More than 1,600 Princeton University alumni, students and faculty are urging school leaders to take steps to ensure the university doesn’t become a “hotbed of antisemitism” following protests on campus that some students said implied violence toward Jews.

The letter, sent Monday to Princeton administrators and signed by alumni, including Mitchell Julis, co-chairman of Canyon Partners, and Leon Kalvaria, chairman of Citigroup’s institutional clients group, was prompted by two rallies and “the on-campus environment.”

Protestors called for an “intifada from Princeton to Gaza” and Jewish students said they were told by protestors “you are committing genocide,” according to the letter.

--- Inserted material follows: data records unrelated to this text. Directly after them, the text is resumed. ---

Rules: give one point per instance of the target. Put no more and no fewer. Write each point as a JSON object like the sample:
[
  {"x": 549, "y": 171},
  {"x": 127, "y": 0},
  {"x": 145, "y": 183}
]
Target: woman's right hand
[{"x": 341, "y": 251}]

College campuses have been roiled by protests and tensions since Hamas, which the US and European Union designate a terrorist group, attacked Israel on Oct. 7. Alumni and students have criticized leadership at Harvard, the University of Pennsylvania and Columbia over incidents of antisemitism. Each of the schools has created antisemitism task forces, which the alumni group at Princeton is also seeking.

A Princeton spokesperson didn’t provide immediate comment. Princeton president Christopher Eisgruber addressed the Hamas attack last month, calling it “among the most atrocious of terrorist acts.”

Last week, the Education Department opened complaints for possible discrimination based on shared ancestry or ethnic characteristics at Columbia, Cornell, the University of Pennsylvania, Wellesley College, Cooper Union and Lafayette College. Five of them allege antisemitic harassment and two allege anti-Muslim harassment, according to the Education Department.

More than half of Jewish US college students say they feel unsafe on their campus since the Hamas attack, according to a poll released Monday by Hillel International.

The Princeton alumni were contacted by students who felt physically unsafe and that the response wasn’t consistent with how other groups are treated and supported by the university, said Jacob Katz, a 2023 graduate and a co-author of the letter, who served in the Israel Defense Forces before enrolling at Princeton.